Table of Contents

  1. Task Batching
    1. Provider support
  2. Producing a batch
    1. One-call shortcut
  3. The polling lifecycle
  4. Consuming a batch
  5. Cancellation
  6. Configuration
  7. Schema and accessors
  8. Testing

Task Batching

Anthropic and OpenAI both expose a Batch API: you submit a JSONL of requests, the provider processes them asynchronously (typically minutes, with a 24-hour ceiling), and you fetch results in one go in exchange for ~50% off the per-token rate. Raif wraps both behind a single Raif::ModelCompletionBatch primitive so your task code doesn’t have to care which provider it’s talking to.

Provider support

Provider Batch support
Anthropic Yes (Messages Batches API)
OpenAI Yes (Batch API, Completions and Responses)
Bedrock No
Google No
OpenRouter No

Guard with Raif.llm(model_key).supports_batch_inference? if you need to fall back to Raif::Task.run for non-batch-capable providers.

Producing a batch

Three steps: ask the LLM for a batch, build your tasks, attach them.
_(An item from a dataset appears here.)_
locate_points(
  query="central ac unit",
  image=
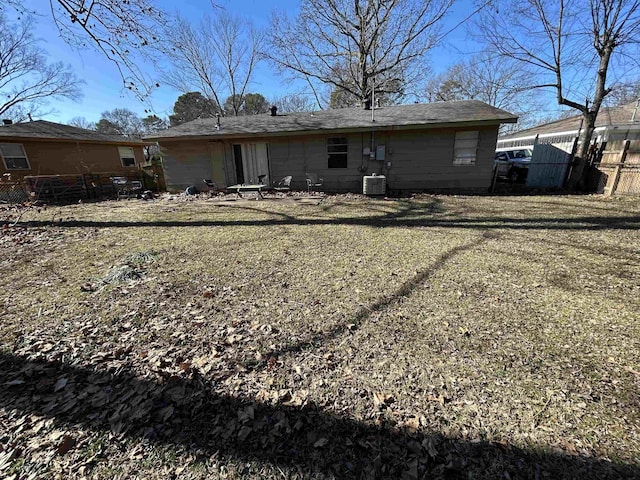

llm = Raif.llm(:anthropic_claude_4_6_sonnet)

batch = llm.create_batch(
  completion_handler_class_name: "MyApp::DocumentSummaryBatchHandler",
  metadata: {
    "campaign_id" => campaign.id,
    "requested_by_user_id" => current_user.id
  }
)

documents.each do |document|
  task = Raif::Tasks::DocumentSummarization.new(
    creator: current_user,
    document: document
  )
  batch.add_task(task, batch_custom_id: "doc_#{document.id}")
end

batch.submit!

batch.add_task(task, batch_custom_id: ...) saves the task if it isn’t already and routes it through Raif::Task#prepare_for_batch! to build the pending Raif::ModelCompletion attached to the batch. No LLM request is made until batch.submit!.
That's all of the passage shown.